Postdoctoral Trainee, Department of Cel;l and Developmental Biology
1161 21st Avenue South, Medical Center North, Nashville, TN, TN 37232
Sora Lee, Ph.D., joined the program in 2015 under the mentorship of Jason MacGurn, PhD, and her research focuses on re-wiring protein degradation networks to target inflammation. There is mounting evidence that many human diseases – particularly diseases related to protein misfolding and aggregation such as neurodegenarative disorders – are associated with diminished function of the ubiquitin-proteasome system and altered ubiquitin homeostasis. Given the emerging consensus that dysregulation of ubiquitin homeostasis is a key feature of neurodegeneration, some have proposed restoring ubiquitin levels as a potential therapeutic strategy.

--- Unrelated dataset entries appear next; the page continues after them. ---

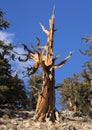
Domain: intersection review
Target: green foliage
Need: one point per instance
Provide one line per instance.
(75, 93)
(77, 90)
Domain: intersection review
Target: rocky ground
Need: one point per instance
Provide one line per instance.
(24, 120)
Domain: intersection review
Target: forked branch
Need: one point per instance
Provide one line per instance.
(62, 62)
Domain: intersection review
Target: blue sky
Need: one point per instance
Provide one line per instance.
(73, 20)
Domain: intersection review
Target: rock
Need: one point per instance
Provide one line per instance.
(23, 120)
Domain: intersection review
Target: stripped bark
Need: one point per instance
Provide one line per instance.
(43, 57)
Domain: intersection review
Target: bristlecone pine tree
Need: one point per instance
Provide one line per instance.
(43, 57)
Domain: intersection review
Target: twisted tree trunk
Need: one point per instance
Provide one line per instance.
(43, 57)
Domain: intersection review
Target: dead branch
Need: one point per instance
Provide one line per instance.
(62, 62)
(44, 30)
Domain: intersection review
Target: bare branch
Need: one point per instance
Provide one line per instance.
(43, 28)
(53, 13)
(62, 62)
(34, 68)
(89, 39)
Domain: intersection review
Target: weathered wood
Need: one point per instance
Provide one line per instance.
(43, 57)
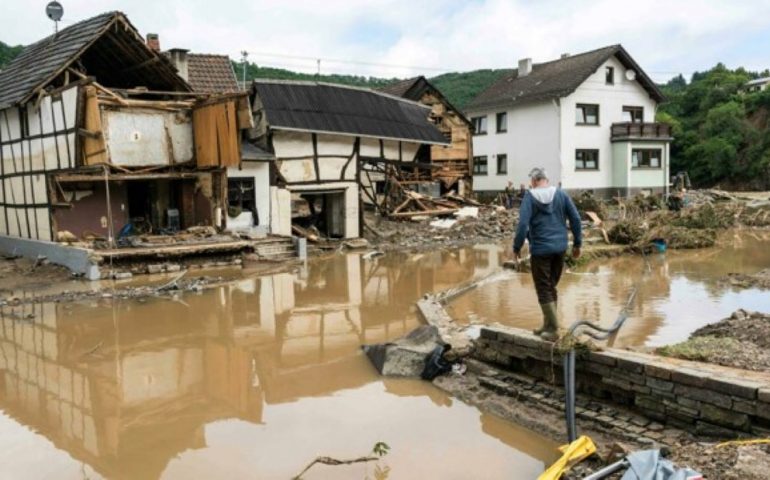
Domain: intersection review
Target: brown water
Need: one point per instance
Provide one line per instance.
(678, 293)
(256, 378)
(253, 379)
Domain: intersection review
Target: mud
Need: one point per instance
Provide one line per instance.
(741, 341)
(211, 383)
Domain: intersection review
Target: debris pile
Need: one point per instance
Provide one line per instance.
(466, 226)
(741, 341)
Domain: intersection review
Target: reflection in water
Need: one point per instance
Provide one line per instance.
(252, 379)
(678, 293)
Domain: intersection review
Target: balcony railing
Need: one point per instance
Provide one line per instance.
(632, 130)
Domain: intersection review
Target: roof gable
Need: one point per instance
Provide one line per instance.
(415, 88)
(106, 46)
(557, 78)
(330, 108)
(211, 73)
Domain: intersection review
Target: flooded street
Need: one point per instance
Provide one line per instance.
(256, 378)
(678, 293)
(253, 379)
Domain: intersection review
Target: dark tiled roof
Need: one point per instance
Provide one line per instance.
(323, 107)
(555, 79)
(211, 73)
(42, 61)
(400, 88)
(415, 88)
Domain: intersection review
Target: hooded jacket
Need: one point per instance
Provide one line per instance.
(543, 221)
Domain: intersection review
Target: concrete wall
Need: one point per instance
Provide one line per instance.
(705, 399)
(532, 139)
(611, 100)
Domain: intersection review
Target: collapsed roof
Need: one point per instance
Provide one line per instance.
(107, 47)
(557, 78)
(415, 88)
(328, 108)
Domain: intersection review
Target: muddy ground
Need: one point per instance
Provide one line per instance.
(740, 341)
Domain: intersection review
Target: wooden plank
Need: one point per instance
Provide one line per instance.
(94, 148)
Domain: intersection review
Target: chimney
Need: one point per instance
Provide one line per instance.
(525, 67)
(153, 41)
(178, 57)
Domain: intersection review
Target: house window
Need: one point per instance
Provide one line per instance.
(586, 159)
(633, 114)
(479, 125)
(586, 114)
(645, 158)
(480, 165)
(502, 122)
(241, 198)
(502, 163)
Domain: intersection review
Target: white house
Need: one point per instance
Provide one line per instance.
(323, 137)
(588, 118)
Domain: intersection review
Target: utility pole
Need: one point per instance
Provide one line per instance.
(244, 58)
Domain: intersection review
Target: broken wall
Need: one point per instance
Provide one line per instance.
(35, 138)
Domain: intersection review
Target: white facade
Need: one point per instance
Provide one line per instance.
(545, 133)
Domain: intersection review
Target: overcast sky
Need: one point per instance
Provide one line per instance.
(407, 37)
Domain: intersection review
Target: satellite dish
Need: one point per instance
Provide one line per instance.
(54, 10)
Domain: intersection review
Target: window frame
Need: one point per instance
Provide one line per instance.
(579, 106)
(497, 162)
(499, 115)
(649, 166)
(481, 119)
(477, 172)
(609, 75)
(584, 168)
(631, 109)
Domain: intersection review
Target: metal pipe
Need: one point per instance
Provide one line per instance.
(608, 470)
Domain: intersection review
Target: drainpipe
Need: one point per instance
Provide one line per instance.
(110, 232)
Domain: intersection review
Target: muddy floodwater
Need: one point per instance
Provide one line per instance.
(255, 378)
(676, 292)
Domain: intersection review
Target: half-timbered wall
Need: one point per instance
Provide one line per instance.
(35, 138)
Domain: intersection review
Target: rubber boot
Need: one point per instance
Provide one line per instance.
(549, 331)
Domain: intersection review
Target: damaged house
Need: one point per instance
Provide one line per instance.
(335, 148)
(102, 139)
(455, 161)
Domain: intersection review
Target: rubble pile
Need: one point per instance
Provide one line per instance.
(463, 227)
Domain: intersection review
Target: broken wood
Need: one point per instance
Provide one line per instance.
(443, 211)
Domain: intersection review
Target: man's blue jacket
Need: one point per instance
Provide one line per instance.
(543, 221)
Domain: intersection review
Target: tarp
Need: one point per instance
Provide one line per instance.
(649, 465)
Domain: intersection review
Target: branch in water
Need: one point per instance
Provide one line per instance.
(334, 461)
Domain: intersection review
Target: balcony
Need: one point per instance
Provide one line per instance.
(640, 131)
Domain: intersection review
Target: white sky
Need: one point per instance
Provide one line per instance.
(433, 36)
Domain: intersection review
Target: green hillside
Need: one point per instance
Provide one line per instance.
(459, 88)
(8, 53)
(721, 134)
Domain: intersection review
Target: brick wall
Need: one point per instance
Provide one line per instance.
(701, 398)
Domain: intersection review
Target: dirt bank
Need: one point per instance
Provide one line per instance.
(741, 341)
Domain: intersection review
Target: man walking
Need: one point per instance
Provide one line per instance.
(543, 221)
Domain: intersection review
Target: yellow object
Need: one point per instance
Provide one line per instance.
(573, 453)
(741, 443)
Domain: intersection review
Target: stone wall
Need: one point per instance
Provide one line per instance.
(701, 398)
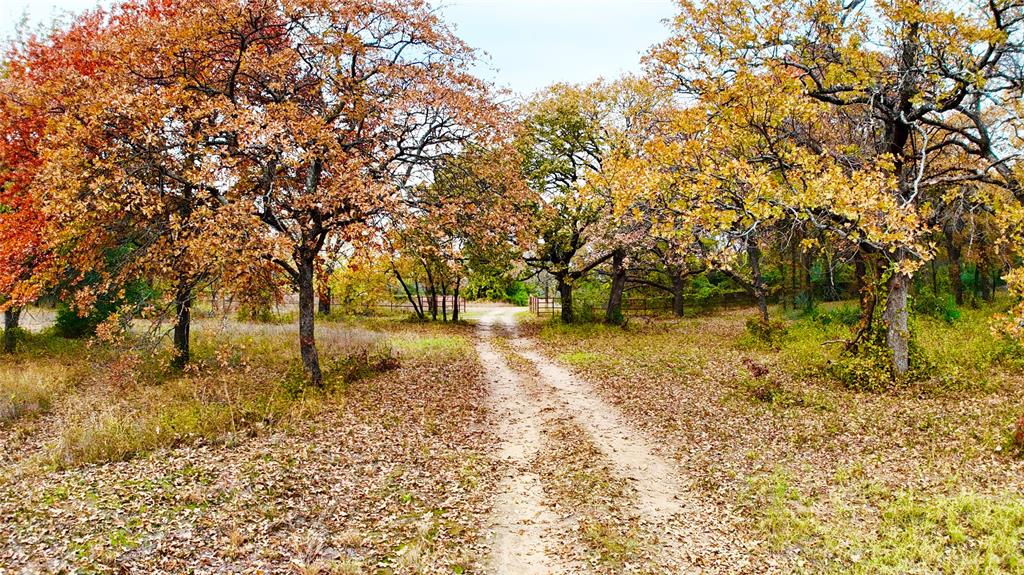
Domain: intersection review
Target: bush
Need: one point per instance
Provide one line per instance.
(842, 315)
(939, 306)
(69, 323)
(770, 332)
(1017, 437)
(870, 367)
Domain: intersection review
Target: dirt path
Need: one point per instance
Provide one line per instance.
(691, 536)
(522, 528)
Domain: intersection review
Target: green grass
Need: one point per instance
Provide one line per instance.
(412, 345)
(872, 530)
(30, 388)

However, very little is known about regulation of ubiquitin homeostasis in physiological conditions, during cellular aging, in response to cellular stress, or in states of disease. Thus, there is a critical need to dissect the basic mechanisms responsible for regulating ubiquitin metabolism and to identify new pathways which may be targeted to facilitate precise manipulation of ubiquitin homeostasis in the context of disease cells. In MacGurn lab, Dr. Lee found that phosphorylation of ubiquitin regulates its metabolism in the cells. Based on the preliminary results from live cell imaging, reconstitution biochemistry, and biophysical experiments, it is proposed that direct phosphorylation of ubiquitin prevents the recycling of ubiquitin conjugates from substrates during degradation, and that the cellular concentration of ubiquitin is tightly regulated by a ubiquitin phosphoregulatory cycle. These findings have important implications for how cells maintain ubiquitin homeostasis and may reveal therapeutic strategies for restoring ubiquitin levels in the context of disease.